PARIS, Feb 23, 2022 (BSS/AFP) - The number of major wildfires worldwide
will rise sharply in coming decades due to global warming, and governments
are ill-prepared for the death and destruction such mega-blazes trail in
their wake, the UN warned Wednesday.

     Even the most ambitious efforts to curb greenhouse gas emissions will
not prevent a dramatic surge in the frequency of extreme fire conditions, a
report commissioned by the UN Environment Programme (UNEP) concluded.

     "By the end of the century, the probability of wildfire events similar
to Australia's 2019-2020 Black Summer or the huge Arctic fires in 2020
occurring in a given year is likely to increase by 31-57 percent," it said.

     The heating of the planet is turning landscapes into tinderboxes, and
more extreme weather means stronger, hotter and drier winds to fan the
flames.

     Such wildfires are burning where they have always occurred, and are
flaring up in unexpected places such as drying peatlands and thawing
permafrost.

     "Fires are not good things," said co-author Peter, an expert in forest
fire management at the UN's Food and Agriculture Organization (FAO).

     "The impacts on people -- socially, health-wise, psychologically -- are
phenomenal and long-term," he told journalists in a briefing.

     Large wildfires, which can rage uncontrolled for days or weeks, cause
respiratory and heart problems, especially for the elderly and very young.

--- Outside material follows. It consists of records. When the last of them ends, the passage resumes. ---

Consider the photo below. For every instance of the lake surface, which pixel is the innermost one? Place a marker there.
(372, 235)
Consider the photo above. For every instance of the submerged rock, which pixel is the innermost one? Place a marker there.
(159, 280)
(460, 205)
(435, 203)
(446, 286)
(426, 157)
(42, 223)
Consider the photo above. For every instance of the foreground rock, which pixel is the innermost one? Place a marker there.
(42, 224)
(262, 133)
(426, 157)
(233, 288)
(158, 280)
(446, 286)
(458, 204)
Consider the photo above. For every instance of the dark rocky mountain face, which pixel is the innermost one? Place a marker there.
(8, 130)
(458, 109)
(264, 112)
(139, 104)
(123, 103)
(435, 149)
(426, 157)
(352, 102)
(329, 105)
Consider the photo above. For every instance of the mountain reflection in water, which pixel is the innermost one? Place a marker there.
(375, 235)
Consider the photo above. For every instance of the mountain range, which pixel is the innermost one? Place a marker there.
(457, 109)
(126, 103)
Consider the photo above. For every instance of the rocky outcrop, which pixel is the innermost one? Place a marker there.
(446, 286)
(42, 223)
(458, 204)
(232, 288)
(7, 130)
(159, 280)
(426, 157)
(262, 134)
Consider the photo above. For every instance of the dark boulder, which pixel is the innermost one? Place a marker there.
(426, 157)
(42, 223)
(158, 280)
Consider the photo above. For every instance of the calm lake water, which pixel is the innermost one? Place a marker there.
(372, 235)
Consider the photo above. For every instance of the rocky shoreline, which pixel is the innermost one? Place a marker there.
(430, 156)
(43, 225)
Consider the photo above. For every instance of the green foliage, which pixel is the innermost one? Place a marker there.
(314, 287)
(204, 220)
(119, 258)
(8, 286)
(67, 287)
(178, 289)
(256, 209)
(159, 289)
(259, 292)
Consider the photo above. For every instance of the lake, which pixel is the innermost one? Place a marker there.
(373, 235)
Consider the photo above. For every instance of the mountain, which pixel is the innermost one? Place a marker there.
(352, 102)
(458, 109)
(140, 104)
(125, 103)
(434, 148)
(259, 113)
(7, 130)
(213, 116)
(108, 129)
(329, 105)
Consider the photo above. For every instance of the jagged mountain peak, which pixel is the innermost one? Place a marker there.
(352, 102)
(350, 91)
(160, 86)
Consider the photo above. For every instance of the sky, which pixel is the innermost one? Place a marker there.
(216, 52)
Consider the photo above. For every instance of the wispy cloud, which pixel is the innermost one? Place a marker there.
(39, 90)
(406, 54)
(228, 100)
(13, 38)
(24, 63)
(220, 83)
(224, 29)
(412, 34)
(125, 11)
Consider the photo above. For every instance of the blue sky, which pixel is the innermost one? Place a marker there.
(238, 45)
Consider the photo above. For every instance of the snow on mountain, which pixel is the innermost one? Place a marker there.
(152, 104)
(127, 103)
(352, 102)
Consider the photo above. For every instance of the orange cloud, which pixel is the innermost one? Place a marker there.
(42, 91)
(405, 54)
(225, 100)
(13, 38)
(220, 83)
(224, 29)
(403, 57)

     A recent study in The Lancet concluded that exposure to wildfire smoke
results, on average, in more than 30,000 deaths each year across 43 nations
for which data was available.

     Economic damages in the United States -- one of the few countries to
calculate such costs -- have varied between $71 to $348 billion (63 to 307
billion euros) in recent years, according to an assessment cited in the
report.

     - Zombie fires -

     Major blazes can also be devastating for wildlife, pushing some
endangered species closer to the brink of extinction.

     Nearly three billion mammals, reptiles, birds and frogs were killed or
harmed, for example, by Australia's devastating 2019-20 bushfires, scientists
have calculated.

     Wildfires are made worse by climate change.

     Heatwaves, drought conditions and reduced soil moisture amplified by
global warming have contributed to unprecedented fires in the western United
States, Australia and the Mediterranean basin just in the last three years.

     Even the Arctic -- previously all but immune to fires -- has seen a
dramatic increase in blazes, including so-called "zombie fires" that smoulder
underground throughout winter before bursting into flames anew.

     But wildfires also accelerate climate change, feeding a vicious cycle of
more fires and rising temperatures.

     Last year, forests going up in flames emitted more than 2.5 billion
tonnes of planet-warming CO2 in July and August alone, equivalent to India's
annual emissions from all sources, the European Union's Copernicus Atmosphere
Monitoring Service (CAMS) reported.

     Compiled by 50 top experts, the report called for a rethink on how to
tackle the problem.

     "Current government responses to wildfires are often putting money in
the wrong places," investing in managing fires once they start rather than
prevention and risk reduction, said UN Environment chief Inger Andersen.

     "We have to minimise the risk of extreme wildfires by being prepared."